百済の王子『余豊璋』は敵から逃れる為にかつてより交流のあった倭国へと逃げた。

吉備という所まで逃げ、吉備の者達にここで匿ってくれないかと懇願した。
当然言語は通じないが百済の者達の思いは通じ、吉備の者達は百済の者達を受け入れ、『鬼城山』という山城で身を隠す事を提案された。
百済の者と余豊璋は吉備の者達に深く感謝した。
百済の者達は造船技術や製鉄技術に長けている者が多く、恩返しに吉備の者達の為に働いた。

それにより吉備の国は豊かになって行った。
これに吉備の者達は感激した。
百済の者達が鬼山城を『ウル』と呼んでた事から余豊璋を『温羅』と呼ぶ様になった。
吉備の国の経済成長はたちまち倭国中に知れ渡った。

そんなある日、彦五十狭芹彦命(ひこいさせりひこのみこと)筆頭に犬養健命(いぬかいたけるのみこと)、楽々森彦命(ささきもりひこのみこと)、留玉臣命(とめたまおみのみこと)が大和朝廷からの使者としてやって来た。
朝廷からの使者とという事で温羅含む吉備の者達は歓迎した。

しかし、使者の者達は殺伐とした雰囲気を出していた。
すると先頭にいた彦五十狭芹彦命(ひこいさせりひこのみこと)が「この地に大和朝廷に謀反を企てる温羅という者がいる。

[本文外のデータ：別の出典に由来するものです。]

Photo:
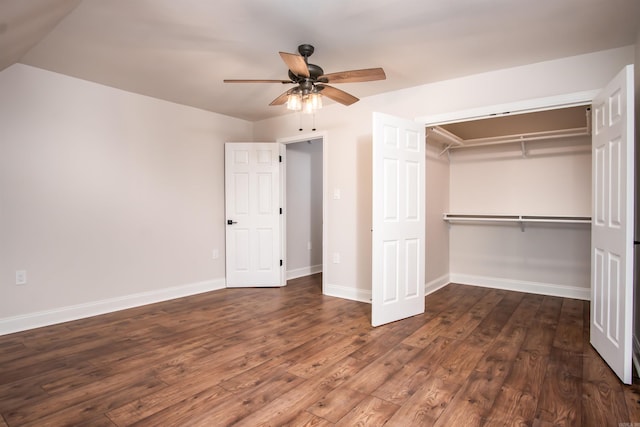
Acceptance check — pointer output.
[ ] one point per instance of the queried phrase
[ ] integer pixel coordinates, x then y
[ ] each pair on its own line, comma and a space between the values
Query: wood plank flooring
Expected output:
291, 356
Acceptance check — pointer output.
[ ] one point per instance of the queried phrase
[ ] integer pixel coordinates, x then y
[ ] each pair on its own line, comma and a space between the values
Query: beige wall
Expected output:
349, 141
107, 198
554, 179
110, 199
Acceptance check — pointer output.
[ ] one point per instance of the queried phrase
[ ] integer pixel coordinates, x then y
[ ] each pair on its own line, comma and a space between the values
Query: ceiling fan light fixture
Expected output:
307, 103
294, 101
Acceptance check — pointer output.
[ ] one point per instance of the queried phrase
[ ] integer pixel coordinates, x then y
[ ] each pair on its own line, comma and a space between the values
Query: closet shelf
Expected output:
521, 219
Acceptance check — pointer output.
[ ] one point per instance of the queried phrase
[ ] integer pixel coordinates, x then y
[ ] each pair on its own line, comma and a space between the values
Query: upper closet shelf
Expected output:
521, 219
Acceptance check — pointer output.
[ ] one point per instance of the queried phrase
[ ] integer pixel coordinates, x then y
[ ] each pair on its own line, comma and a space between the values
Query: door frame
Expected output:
324, 137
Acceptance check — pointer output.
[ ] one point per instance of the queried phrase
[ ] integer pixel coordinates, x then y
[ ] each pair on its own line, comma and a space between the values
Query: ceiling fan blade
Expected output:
255, 81
354, 76
280, 100
337, 95
295, 63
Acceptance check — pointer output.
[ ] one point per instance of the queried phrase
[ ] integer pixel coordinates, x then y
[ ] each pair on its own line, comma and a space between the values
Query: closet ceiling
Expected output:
181, 51
518, 124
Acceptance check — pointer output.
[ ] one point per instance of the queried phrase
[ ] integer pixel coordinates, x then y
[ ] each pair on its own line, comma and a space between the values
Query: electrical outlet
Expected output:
21, 277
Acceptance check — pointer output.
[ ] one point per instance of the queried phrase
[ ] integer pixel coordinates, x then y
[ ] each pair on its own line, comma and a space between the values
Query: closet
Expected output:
517, 212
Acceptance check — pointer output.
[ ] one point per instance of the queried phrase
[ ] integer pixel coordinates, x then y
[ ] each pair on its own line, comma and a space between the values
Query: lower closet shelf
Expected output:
521, 219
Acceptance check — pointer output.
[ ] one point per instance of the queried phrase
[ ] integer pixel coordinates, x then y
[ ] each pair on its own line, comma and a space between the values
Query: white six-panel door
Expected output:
612, 224
398, 219
252, 206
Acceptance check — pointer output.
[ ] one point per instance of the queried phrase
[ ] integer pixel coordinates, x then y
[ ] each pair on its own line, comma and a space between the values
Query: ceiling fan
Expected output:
311, 82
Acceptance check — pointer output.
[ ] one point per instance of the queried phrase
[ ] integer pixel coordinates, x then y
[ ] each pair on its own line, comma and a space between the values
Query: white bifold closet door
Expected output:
398, 235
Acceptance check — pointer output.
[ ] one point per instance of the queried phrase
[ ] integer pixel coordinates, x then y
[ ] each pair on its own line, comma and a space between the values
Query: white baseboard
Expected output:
360, 295
437, 283
551, 289
304, 271
39, 319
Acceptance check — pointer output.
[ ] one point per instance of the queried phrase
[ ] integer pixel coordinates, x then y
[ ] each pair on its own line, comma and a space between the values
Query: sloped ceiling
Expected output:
181, 51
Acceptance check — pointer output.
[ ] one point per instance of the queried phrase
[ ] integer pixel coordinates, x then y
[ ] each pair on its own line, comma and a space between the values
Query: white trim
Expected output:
435, 284
360, 295
551, 289
39, 319
518, 107
304, 271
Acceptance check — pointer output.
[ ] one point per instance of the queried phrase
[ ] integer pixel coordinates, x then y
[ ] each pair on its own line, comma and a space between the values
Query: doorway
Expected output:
304, 187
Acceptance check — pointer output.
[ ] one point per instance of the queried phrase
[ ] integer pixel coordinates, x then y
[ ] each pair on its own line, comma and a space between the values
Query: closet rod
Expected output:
539, 136
455, 139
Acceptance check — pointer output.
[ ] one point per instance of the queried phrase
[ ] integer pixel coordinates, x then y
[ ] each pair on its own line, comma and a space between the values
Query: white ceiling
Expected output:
182, 50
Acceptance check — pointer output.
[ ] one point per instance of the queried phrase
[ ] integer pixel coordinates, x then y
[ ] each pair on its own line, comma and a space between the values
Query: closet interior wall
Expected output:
551, 178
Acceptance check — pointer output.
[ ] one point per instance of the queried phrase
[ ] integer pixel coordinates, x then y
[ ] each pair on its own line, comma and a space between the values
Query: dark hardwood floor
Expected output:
292, 356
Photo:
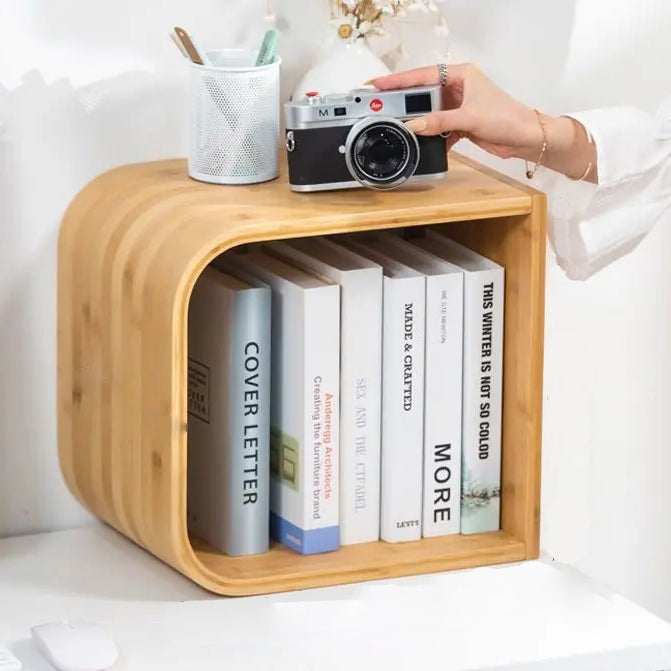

温羅を差し出せ。さもなければこの地を征圧する。」
と言った。

大和朝廷は吉備の国が勢力拡大する事を恐れ、温羅を討伐しに来たのだ。
彦五十狭芹彦命(ひこいさせりひこのみこと)は待機していた兵達を使い武力行使に出た。
吉備の者達は温羅が逃げる時間を稼ごうと「我が温羅じゃ」「私が温羅じゃ」と各々温羅を名乗り兵士を混乱させた。

しかしとうとう温羅本人が捕えられた。
吉備の者達が啜り泣く中、温羅は首を刎ねられた。
討ち取った温羅の首を掲げ彦五十狭芹彦命(ひこいさせりひこのみこと)は高々と宣言した。
「今日からこの地は私が統治する。これから私は吉備津彦命(きびつひこのみこと)と名乗る。」


時が経ち。
その地域ではこんな話が語り継がれている。
その昔鬼ノ城には温羅という悪い鬼が住み、村人達を苦しめていた。
そこに吉備津彦命が3人のお供を連れて成敗しにやって来た。
というお話。


さらに時が経ち。
その地域ではこんな話が語り継がれる様になった。
お婆さんが川で洗濯をしていると、川上からドンブラコ、ドンブラコと大きな桃が流れて来ました。(以下省略)


この物語は『温羅伝説』を参考に創作したフィクションです。
歴史とは誰かの都合により塗り替えられて来たものです。
私達の知る歴史は誰が正義で誰が悪なのか、何が真実で何がフィクションなのか。
決めるのは私達自身なのかも知れません。